I remember the day I deleted my oldT's voicemails, I initially thought it would kill me to let them go, but once I did it was like a weight was lifted and I felt much more free to go toward better things. I'm glad I didn't do it sooner than I was ready, but also glad I didn't keep torturing myself either. I think you just get a feeling when you're ready, and having a supportive new T makes a huge difference.

Did you have mixed feelings about deleting/ how are you feeling now?
Given the night and day difference between oldT and newT, I am getting a lot of perspective on the situation with oldT. I'm letting go of the need to hold on to that attachment. I think maybe the pain and conflict still had hold of me as an unresolved interaction. But in reality, I'm not interacting with her, and I need to let go of it.

-RT
Wow! RT that's awesome! I admire your courage!
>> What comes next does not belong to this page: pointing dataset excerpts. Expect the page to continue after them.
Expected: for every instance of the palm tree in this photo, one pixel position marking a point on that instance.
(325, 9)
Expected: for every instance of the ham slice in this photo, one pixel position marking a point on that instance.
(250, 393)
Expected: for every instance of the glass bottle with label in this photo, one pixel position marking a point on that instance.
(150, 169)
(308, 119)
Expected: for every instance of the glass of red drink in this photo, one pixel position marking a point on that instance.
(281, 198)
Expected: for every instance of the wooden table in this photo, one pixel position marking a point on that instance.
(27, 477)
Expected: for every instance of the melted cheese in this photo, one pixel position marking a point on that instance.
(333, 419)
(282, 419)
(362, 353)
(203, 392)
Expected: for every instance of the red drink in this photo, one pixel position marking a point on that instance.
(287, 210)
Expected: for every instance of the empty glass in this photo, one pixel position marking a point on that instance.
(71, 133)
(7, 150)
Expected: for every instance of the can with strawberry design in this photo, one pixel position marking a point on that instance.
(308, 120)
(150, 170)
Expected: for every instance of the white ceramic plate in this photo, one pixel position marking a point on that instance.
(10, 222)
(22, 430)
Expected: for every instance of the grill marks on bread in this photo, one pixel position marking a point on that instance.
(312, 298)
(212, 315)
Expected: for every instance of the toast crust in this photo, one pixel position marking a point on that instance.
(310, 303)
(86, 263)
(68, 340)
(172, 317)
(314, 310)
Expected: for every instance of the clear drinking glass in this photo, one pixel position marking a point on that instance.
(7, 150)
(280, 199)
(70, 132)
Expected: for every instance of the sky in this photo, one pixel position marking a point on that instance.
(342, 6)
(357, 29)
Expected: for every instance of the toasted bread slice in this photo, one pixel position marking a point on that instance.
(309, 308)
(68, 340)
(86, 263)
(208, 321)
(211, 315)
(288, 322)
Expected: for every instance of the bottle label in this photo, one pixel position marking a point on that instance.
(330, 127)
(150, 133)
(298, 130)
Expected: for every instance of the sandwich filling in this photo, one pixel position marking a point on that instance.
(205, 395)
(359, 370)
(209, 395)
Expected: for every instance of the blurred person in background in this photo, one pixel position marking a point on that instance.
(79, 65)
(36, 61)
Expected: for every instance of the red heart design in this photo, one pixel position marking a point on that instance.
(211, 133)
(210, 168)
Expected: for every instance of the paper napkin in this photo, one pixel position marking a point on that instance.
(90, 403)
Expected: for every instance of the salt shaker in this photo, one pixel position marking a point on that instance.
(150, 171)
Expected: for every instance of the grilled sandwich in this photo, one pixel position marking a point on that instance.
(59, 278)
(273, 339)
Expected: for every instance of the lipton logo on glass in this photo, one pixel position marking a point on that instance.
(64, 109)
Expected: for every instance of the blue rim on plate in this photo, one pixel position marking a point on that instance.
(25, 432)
I'm still doing the holding on thing. I have one of former T's voicemails that I listen to when I need to feel that connection or when I feel anxious/stressed out. I haven't had the guts to delete it. It's been a year and five months since I've had a session with her and I still struggle with missing her everyday. My current T told me I had the choice to close that door and end the relationship in my head and heart. With everything going on in my life right now, that seems too painful to do. Even when I took my midterm exam this week I mentioned former T (T training school)!!! In the extra credit section I discussed former T because it had to do with my career path.

So....Way to go, RT!! That is progress and I'm proud of you!